Of course, one of the major attractions of Contra dancing is the music, which is usually drawn from the Scots and Irish traditions. Saturday’s band, Stump Tail Dog, is unusual in that much of their music is original, although written in the traditional style. The two members of Stump Tail Dog are Dan Engle on fiddle and mandolin and Ray Frank on guitar. Engle has been playing fiddle since the late 1970s and has played for dances for 25 years. Frank is a classically trained guitarist (he studied with Andres Segovia) and has played guitar for over 50 years. He also teaches guitar and has recently worked as guitarist and arranger on recordings by several local bands.

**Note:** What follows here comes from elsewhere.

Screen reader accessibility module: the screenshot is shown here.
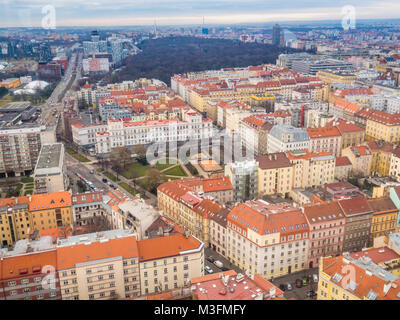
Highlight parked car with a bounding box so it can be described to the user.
[205,266,213,273]
[306,290,317,298]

The duo has been playing together since 1992, at which time they were a quartet playing traditional Irish music. However, their bassist was unable to play more than one show a month and their drummer left to pursue other work so Engle and Frank carried on as a duo. The name Stump Tail Dog comes from a traditional American fiddle tune that they used to play. “It’s not really that much to listen to,” said Engle, “but we liked the name so that was that.”
Stump Tail Dog usually plays at around four Contra dances per month, and the duo travels all over California to play at dances and festivals as well as performing at some out-of-state engagements. “We love what we do,” said Engle. “We put out all of our energy in the music and it speaks to the dancers’ feet. Then they dance and their energy feeds back in to us and it just makes for a great atmosphere, a great time.”
If you’d like to try Contra dancing yourself this Saturday but feel like a nervous newcomer, there is a brief beginners’ orientation session at 7:15 pm before the dance proper begins at 7:30. There is no need to bring a partner. Casual, light clothing and flat, soft-soled shoes are recommended.